Tonsillitis is an infection of the mucosa and parenchyma of the tonsils. The most common causative micro-organisms of an uncomplicated tonsillitis are viruses (e.g. coxsackievirus, respiratory syncytial virus) or bacteria (e.g. Haemophilus influenzae, Streptococcus pneumoniae and Staphylococcus aureus). Epstein-Barr virus (EBV) is the causative agent in 2% of cases. The beta-haemolytic Streptococcus group A subtype (that may also cause scarlet fever) used to be notorious for causing complications but this is less common nowadays.
A distinction between the viral and bacterial causes of tonsillitis cannot reliably be made in the office.
Patients with tonsillitis most often present complaining of a sore throat. Other coldlike symptoms are often present. In addition, the tonsils are swollen and red and there is exudate present. Lymph nodes in the neck region may be swollen and painful. Patients’ temperatures can be (sub)febrile. Tonsillitis is a ‘clinical’ diagnosis and additional diagnostic tests are not necessary. It may occur in isolation or it may overlap with pharyngitis. Sometimes, the two conditions are referred to as ‘pharyngotonsillitis’. The clinical picture of the Epstein-Barr virus infection is called ‘infectious mononucleosis’ and includes fever, pharyngitis (or pharyngotonsillitis) and lymphadenopathy.
Tonsillitis in most cases tends to last between seven and ten days, regardless of the pathogen. Treatment is focused on symptom relief with analgesics. Dutch GPs will apply ‘watchful waiting’, which is possible in the context of easily accessible and continuous GP care for everyone in the Netherlands, allowing patients to come back if symptoms persist or worsen.
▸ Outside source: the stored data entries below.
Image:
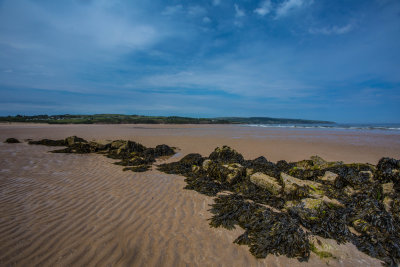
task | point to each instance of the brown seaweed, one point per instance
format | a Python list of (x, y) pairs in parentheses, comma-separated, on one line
[(12, 141), (133, 155), (354, 196)]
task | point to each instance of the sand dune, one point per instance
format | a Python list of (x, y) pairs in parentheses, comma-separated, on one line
[(81, 210)]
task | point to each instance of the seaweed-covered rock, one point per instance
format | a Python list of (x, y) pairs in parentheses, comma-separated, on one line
[(388, 169), (227, 173), (206, 164), (48, 142), (267, 232), (184, 166), (138, 168), (12, 141), (321, 218), (79, 148), (293, 185), (163, 150), (72, 140), (329, 177), (226, 155), (267, 182), (122, 149)]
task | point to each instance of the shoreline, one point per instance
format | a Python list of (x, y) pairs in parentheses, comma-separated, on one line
[(290, 144), (87, 210)]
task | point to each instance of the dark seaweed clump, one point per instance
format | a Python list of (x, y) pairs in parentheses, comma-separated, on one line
[(12, 141), (280, 205), (266, 231), (132, 155)]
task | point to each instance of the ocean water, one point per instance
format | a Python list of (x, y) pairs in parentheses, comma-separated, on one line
[(389, 127)]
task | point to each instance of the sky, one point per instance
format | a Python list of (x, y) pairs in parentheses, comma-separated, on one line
[(335, 60)]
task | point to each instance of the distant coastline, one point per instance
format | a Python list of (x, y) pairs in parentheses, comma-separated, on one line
[(140, 119)]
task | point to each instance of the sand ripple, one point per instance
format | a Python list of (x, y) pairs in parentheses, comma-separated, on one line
[(81, 210)]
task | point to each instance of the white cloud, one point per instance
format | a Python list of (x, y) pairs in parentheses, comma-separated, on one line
[(239, 12), (289, 5), (264, 8), (172, 10), (206, 20), (216, 2), (196, 11), (333, 30)]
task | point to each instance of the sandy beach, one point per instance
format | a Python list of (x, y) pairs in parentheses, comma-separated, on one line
[(82, 210)]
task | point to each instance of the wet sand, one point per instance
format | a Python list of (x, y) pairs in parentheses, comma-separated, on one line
[(81, 210)]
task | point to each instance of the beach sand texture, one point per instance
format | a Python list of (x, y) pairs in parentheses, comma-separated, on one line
[(81, 210)]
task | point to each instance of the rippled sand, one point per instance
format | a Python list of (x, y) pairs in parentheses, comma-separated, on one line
[(81, 210)]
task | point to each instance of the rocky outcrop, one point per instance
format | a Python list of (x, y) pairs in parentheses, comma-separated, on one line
[(226, 155), (267, 182), (137, 157), (12, 141)]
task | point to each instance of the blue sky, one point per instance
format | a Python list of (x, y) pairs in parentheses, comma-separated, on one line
[(315, 59)]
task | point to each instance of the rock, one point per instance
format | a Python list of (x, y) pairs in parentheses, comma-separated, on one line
[(72, 140), (249, 171), (95, 147), (229, 173), (123, 149), (292, 184), (12, 141), (226, 155), (329, 177), (388, 170), (388, 188), (267, 182), (349, 191), (260, 160), (318, 161), (195, 168), (139, 168), (192, 159), (48, 142), (79, 148), (236, 171), (311, 203), (163, 150), (206, 164), (367, 176), (387, 202)]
The Dutch College of General Practitioners advises against antibiotics, unless the patient is seriously ill or has an increased risk of complications. In these cases, small-spectrum antibiotics are advised.
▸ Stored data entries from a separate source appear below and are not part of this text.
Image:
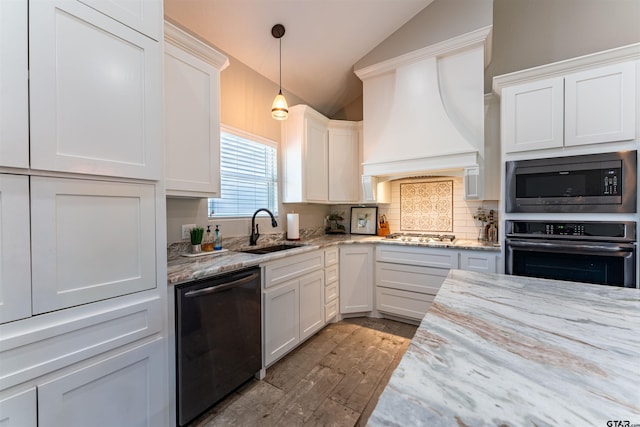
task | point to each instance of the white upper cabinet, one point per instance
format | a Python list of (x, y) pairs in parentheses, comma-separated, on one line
[(344, 174), (14, 90), (95, 93), (533, 115), (320, 158), (144, 16), (305, 156), (91, 240), (600, 105), (15, 255), (192, 115), (585, 100)]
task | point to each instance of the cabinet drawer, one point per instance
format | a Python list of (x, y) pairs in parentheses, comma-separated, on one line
[(331, 293), (331, 274), (19, 408), (330, 256), (286, 269), (330, 310), (402, 303), (46, 343), (426, 280), (428, 257), (478, 261)]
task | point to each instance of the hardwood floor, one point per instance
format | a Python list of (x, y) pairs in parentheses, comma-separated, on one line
[(333, 379)]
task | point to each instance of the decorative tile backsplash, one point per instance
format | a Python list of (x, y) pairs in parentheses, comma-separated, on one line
[(427, 206), (464, 225)]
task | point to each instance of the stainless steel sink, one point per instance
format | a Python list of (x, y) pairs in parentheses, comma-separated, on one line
[(270, 249)]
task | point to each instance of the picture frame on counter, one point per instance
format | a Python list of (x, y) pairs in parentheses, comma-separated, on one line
[(364, 220)]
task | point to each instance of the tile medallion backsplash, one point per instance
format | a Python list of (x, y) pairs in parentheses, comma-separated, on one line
[(427, 206)]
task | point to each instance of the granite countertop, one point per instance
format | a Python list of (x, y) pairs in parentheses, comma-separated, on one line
[(182, 269), (515, 351)]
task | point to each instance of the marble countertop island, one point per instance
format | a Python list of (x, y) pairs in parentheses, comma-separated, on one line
[(497, 350)]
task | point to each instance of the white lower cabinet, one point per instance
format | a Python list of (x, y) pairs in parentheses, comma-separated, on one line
[(481, 261), (408, 278), (356, 278), (331, 283), (124, 389), (15, 248), (282, 320), (19, 409), (311, 304), (294, 306), (101, 364)]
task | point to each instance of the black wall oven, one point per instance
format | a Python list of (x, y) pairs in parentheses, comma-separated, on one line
[(604, 182), (591, 252)]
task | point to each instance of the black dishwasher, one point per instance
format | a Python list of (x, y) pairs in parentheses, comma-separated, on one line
[(218, 339)]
Complications may occur when the inflammation expands to the tissue between the tonsil and pharyngeal muscle. This is called a peritonsillar cellulitis (also named peritonsillitis) or a peritonsillar abscess (when pus is present). It is difficult to differentiate between these diagnoses and if suspected, the patient should be referred to the otorhinolaryngologist, especially when the patient is very ill, immunocompromised, or has difficulty swallowing or opening the mouth. If this is not the case, the GP should prescribe a broad-spectrum antibiotic and frequently check on the patient. In the very rare case of an (imminent) upper airway obstruction, an emergency referral is needed.
In young children, ‘cervical lymphadenitis’ is a rare complication of tonsillitis in which the lymph nodes themselves get infected, usually with a Staphylococcus or Streptococcus bacteria. Broad spectrum antibiotics or referral are indicated in this case.